In het kort:
De ambitieuze woningbouwplannen van Nederland komen in de knel door verschillende structurele problemen die de bouw blokkeren.
- Van de benodigde miljoen woningen tot 2030 kwamen er in drie jaar slechts 260.000 bij, waarna de voortgang stokte.
- Meer dan de helft van geplande projecten ligt binnen 5 kilometer van stikstofgevoelige natuur, waardoor vergunningen worden geweigerd.

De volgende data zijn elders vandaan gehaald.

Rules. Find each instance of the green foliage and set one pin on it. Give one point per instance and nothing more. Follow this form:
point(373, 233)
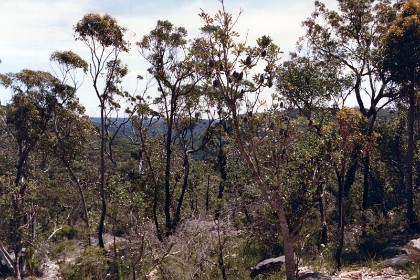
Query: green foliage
point(103, 29)
point(92, 264)
point(402, 54)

- Ruim 30 procent van de bouwprojecten kampt met netcongestie door onvoldoende capaciteit op het elektriciteitsnet.
Het grote plaatje:
De financiële realiteit maakt woningbouw nog moeilijker voor gemeenten en ontwikkelaars.

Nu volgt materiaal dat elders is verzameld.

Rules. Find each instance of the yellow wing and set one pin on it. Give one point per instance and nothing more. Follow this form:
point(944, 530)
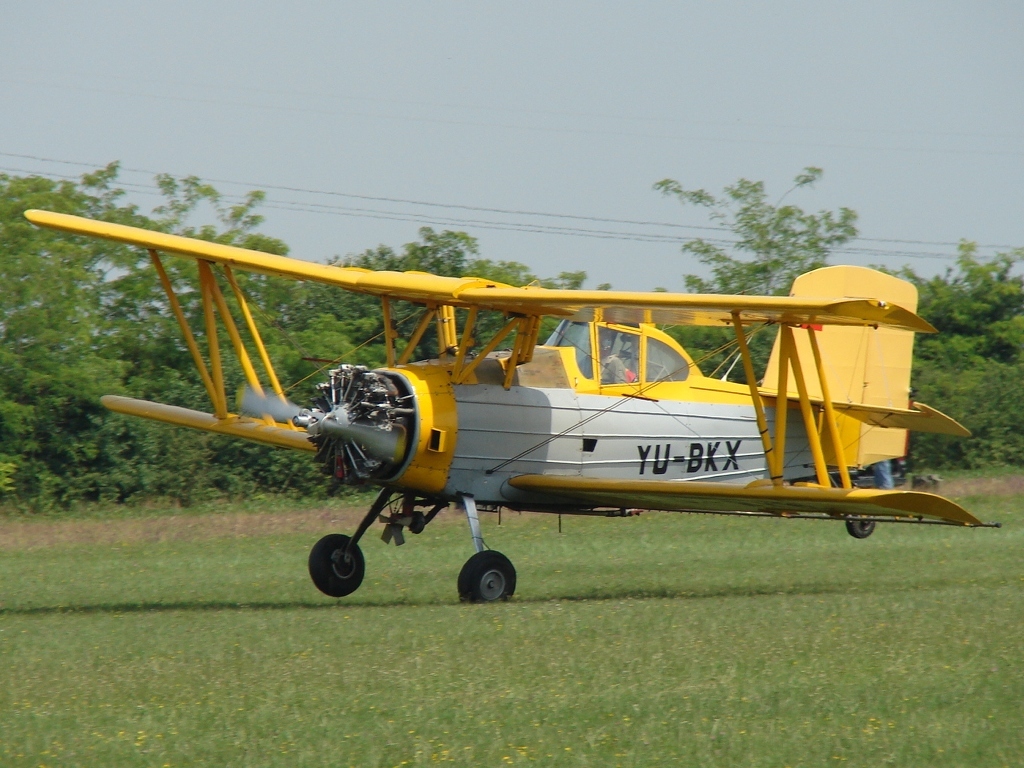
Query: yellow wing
point(756, 498)
point(614, 306)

- Bij meer dan de helft van projecten zijn de kosten hoger dan opbrengsten, tot wel 35.000 euro per woning.
- Kleinere gemeenten hebben te weinig deskundigen zoals planeconomen en projectleiders om projecten uit te voeren.
- Utrecht, Flevoland en Gelderland worden het zwaarst getroffen, met veel projecten die vanaf 2027 dreigen stil te vallen.
Wat volgt:
Het Interprovinciaal Overleg vraagt 4 tot 5 miljard euro extra per jaar om de woningnood werkelijk aan te pakken. Voorzitter Ina Adema hoopt dat formerende partijen het rapport gebruiken als uitgangspunt voor nieuw beleid.